Trump team seeks agency records on border barriers, surveillance

Article author: 
Julia Edwards Ainsley
Article publisher: 
Reuters
Article date: 
Tuesday, January 3, 2017
Article category: 
National Issues
Medium
Article Body: 

...President-elect Donald Trump's transition team asked the Department of Homeland Security last month to assess all assets available for border wall and barrier construction.

The team also asked about the department's capacity for expanding immigrant detention and about an aerial surveillance program...

The requests were made in a Dec. 5 meeting between Trump's transition team and Department of Homeland Security officials...  for securing the U.S. borders and reversing polices put in place by the Obama administration. 

Trump's transition team did not comment in response to Reuters inquiries. A spokeswoman for the Department of Homeland Security and U.S. Customs and Border Protection declined to comment.

In response to the transition team request, U.S. Customs and Border Protection staffers identified more than 400 miles along the U.S.-Mexico border, and about the same distance along the U.S.-Canada border, where new fencing could be erected, according to a document seen by Reuters.

Reuters could not determine whether the Trump team is considering a northern border barrier. During the campaign, Trump pledged to build a wall and expand fencing on parts of the U.S.-Mexico border but said he sees no need to build a wall on the border with Canada.

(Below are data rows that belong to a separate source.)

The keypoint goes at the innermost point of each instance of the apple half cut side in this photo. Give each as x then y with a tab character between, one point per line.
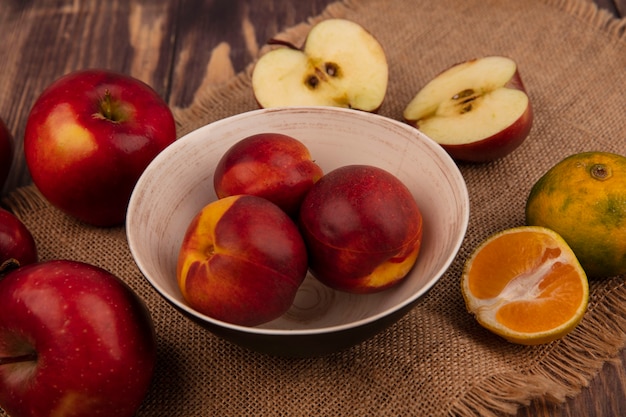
340	65
477	110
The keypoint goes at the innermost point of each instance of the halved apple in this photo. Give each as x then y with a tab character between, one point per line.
341	65
477	110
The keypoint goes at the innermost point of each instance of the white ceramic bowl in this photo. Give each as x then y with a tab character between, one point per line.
179	182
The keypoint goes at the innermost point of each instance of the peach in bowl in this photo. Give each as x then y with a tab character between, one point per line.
179	183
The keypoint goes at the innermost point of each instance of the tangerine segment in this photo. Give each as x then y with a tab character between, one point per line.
526	285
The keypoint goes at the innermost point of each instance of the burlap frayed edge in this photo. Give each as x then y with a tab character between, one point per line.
590	14
570	363
567	367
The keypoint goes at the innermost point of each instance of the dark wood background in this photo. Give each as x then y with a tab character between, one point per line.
177	46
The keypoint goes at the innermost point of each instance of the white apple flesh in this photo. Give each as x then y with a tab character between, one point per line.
477	110
341	65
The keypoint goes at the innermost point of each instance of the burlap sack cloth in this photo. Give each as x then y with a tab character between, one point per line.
436	361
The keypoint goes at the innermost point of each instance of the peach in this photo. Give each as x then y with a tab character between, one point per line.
241	261
270	165
362	227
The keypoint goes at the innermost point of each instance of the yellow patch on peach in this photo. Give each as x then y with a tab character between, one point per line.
199	243
391	271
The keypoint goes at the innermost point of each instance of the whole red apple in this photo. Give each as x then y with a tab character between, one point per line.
241	261
17	245
88	139
477	110
362	228
270	165
6	153
74	341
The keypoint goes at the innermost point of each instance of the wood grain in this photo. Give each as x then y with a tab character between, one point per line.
178	46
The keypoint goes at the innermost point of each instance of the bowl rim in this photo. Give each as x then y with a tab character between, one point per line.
436	148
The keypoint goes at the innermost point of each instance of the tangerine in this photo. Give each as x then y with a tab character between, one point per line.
583	199
526	285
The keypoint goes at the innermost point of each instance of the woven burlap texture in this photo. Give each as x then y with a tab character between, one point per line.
436	361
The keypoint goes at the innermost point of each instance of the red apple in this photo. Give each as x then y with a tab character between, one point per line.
270	165
89	137
17	245
241	261
74	341
6	153
341	65
477	110
362	227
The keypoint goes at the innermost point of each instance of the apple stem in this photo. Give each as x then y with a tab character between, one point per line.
9	265
109	109
28	357
281	42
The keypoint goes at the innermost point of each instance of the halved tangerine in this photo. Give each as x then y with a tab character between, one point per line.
526	285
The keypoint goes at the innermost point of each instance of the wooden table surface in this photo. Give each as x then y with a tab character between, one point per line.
177	46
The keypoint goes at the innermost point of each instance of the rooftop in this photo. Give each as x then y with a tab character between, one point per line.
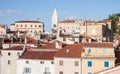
70	51
102	44
68	21
15	48
28	21
42	55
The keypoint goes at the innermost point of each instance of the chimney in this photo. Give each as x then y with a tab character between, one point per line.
58	45
18	34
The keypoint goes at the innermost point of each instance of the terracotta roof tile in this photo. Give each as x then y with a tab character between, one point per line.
43	55
102	44
15	48
70	51
47	45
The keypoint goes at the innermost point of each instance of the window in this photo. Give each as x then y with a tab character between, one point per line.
25	25
39	25
54	25
60	72
96	50
89	51
76	63
64	39
76	73
106	64
35	25
9	62
89	63
61	63
52	62
47	69
42	62
21	25
104	50
89	72
17	25
31	25
18	54
27	70
8	53
27	62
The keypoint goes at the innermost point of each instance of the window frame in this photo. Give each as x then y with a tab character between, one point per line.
106	64
89	63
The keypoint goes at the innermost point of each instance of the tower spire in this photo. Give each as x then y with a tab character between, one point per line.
54	20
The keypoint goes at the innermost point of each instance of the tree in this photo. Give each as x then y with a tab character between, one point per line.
115	19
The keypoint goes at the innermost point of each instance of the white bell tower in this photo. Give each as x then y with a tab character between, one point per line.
54	20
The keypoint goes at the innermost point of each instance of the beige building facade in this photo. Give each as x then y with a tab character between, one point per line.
97	57
3	30
93	29
9	59
33	28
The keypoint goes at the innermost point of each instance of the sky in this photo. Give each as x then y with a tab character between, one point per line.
42	10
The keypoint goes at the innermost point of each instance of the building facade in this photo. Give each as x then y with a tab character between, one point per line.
33	28
36	62
68	60
96	30
55	20
9	59
3	30
97	57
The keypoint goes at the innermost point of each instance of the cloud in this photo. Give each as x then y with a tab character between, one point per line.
9	12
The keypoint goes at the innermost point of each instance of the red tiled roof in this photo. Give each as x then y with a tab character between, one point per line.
90	21
108	70
28	21
15	48
104	21
43	55
47	45
102	44
68	21
70	51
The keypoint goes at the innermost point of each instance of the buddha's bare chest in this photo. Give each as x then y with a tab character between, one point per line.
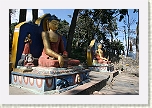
53	37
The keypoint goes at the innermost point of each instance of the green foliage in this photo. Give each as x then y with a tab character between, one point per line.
12	27
63	28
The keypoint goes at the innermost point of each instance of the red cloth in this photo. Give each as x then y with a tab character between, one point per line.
26	48
57	47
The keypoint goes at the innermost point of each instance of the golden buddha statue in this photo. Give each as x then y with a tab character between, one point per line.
100	56
54	53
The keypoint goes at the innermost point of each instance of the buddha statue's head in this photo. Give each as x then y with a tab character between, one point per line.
53	23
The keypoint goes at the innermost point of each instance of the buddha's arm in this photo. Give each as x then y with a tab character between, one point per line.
47	46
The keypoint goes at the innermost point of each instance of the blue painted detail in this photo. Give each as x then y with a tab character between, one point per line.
37	44
31	75
62	83
65	41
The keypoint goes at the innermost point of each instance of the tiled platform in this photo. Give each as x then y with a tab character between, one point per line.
46	81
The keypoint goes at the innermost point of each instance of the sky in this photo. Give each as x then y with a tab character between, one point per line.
63	14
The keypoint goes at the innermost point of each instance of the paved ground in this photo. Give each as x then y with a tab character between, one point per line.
123	84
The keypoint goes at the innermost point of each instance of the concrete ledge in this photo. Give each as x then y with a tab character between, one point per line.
97	81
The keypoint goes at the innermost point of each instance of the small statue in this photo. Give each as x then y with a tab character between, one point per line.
54	53
99	55
27	41
28	61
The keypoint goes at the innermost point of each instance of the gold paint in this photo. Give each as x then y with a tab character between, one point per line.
15	44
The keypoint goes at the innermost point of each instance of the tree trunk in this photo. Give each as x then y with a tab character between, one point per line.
22	15
137	40
71	31
128	34
10	21
34	14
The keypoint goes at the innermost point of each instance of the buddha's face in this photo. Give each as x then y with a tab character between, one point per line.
53	25
100	46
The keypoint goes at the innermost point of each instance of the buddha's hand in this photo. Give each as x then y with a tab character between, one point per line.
61	61
65	54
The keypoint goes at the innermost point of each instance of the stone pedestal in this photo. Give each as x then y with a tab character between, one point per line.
46	79
102	68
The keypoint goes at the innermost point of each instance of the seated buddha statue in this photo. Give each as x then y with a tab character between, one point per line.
54	53
26	53
99	55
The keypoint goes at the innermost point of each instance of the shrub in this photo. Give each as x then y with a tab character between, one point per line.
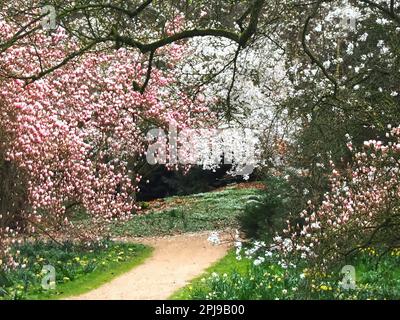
264	214
361	209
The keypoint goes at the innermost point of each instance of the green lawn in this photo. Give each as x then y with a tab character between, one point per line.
227	265
230	278
199	212
78	270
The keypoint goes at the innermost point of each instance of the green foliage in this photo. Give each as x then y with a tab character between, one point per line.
265	213
78	268
199	212
269	281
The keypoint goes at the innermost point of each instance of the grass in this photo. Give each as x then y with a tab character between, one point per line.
199	212
235	279
78	270
227	265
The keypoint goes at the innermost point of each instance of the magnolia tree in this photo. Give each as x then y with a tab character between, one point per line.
78	133
361	210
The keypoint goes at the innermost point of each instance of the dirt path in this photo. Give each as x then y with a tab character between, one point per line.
175	261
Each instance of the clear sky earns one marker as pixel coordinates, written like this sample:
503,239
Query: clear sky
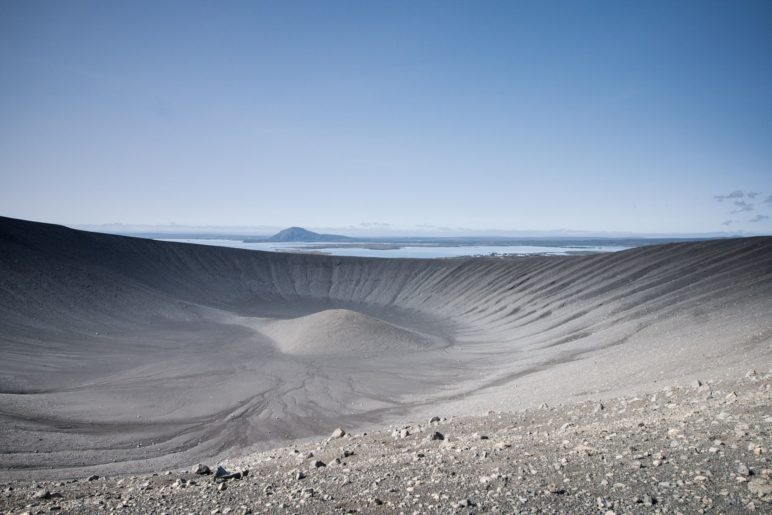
649,116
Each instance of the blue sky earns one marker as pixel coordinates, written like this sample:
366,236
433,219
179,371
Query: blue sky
597,116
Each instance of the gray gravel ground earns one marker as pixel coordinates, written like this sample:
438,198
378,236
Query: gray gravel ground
703,448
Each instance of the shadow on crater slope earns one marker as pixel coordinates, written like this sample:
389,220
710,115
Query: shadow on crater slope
121,354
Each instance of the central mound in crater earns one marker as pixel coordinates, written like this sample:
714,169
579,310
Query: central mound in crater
336,332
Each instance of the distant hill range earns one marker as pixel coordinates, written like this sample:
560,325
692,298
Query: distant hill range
304,235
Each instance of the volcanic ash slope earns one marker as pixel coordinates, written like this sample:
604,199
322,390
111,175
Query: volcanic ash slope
126,354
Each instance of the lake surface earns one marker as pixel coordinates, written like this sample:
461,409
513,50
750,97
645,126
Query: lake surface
411,250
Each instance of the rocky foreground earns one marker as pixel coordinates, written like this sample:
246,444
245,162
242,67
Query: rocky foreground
703,448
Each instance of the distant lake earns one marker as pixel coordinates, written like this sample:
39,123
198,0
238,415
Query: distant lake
386,249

One program the transition team asked about, according to the email summary, was Operation Phalanx, an aerial surveillance program that authorizes 1,200 Army National Guard airmen to monitor the southern border for drug trafficking and illegal migration.

The program once deployed 6,000 airmen under President George W. Bush but was downsized by Barack Obama...

POLICY SHIFT

The transition team also asked for copies of every executive order and directive sent to immigration agents since Obama took office in 2009, according to the memo summarizing the meeting.

Trump has said he intends to undo Obama's executive actions on immigration, including a 2012 order to allow children brought to the U.S. illegally by their parents to remain in the country on temporary authorizations that allow them to attend college and work.

The program, known as DACA, collected information including participants' addresses that could theoretically be used to locate and deport them if the policy is reversed. Another request of the transition team was for information about whether any migrant records have been changed for any reason, including for civil rights or civil liberties concerns, according to the internal memo seen by Reuters.

A Department of Homeland Security official, speaking on condition of anonymity, said the agency interpreted the request to mean the transition team wanted to make sure that federal workers were not tampering with information to protect DACA recipients and other migrants from deportation.

On the campaign trail, Trump vowed to deport more undocumented immigrants...

The internal memo summarizing the meeting between Trump's transition team and U.S. Customs and Border protection said the team had requested a comprehensive picture of border security as well as resources available for walls and barriers...

Reuters reviewed a copy of the report, which estimated the cost of building fencing along the northern border fence would be $3.3 billion and cover 452 miles along border of Canada and the states of Washington, Idaho, Montana, New York, Vermont, New Hampshire and Maine.

Adding 413 miles of fencing on the southwest border would be more expensive, according to the estimate of $11.37 billion, because it would be aimed at keeping pedestrians as well as vehicles from crossing.

Pedestrian fences require more staff and would cost $11.2 million per mile versus $4.1 million per mile to build to build, according to the report.

In fiscal year 2015, the latest year for which data is available, border patrol agents apprehended 2,626 illegal migrants on the U.S.-Canada border compared to 331,333 apprehended on the U.S.-Mexico border.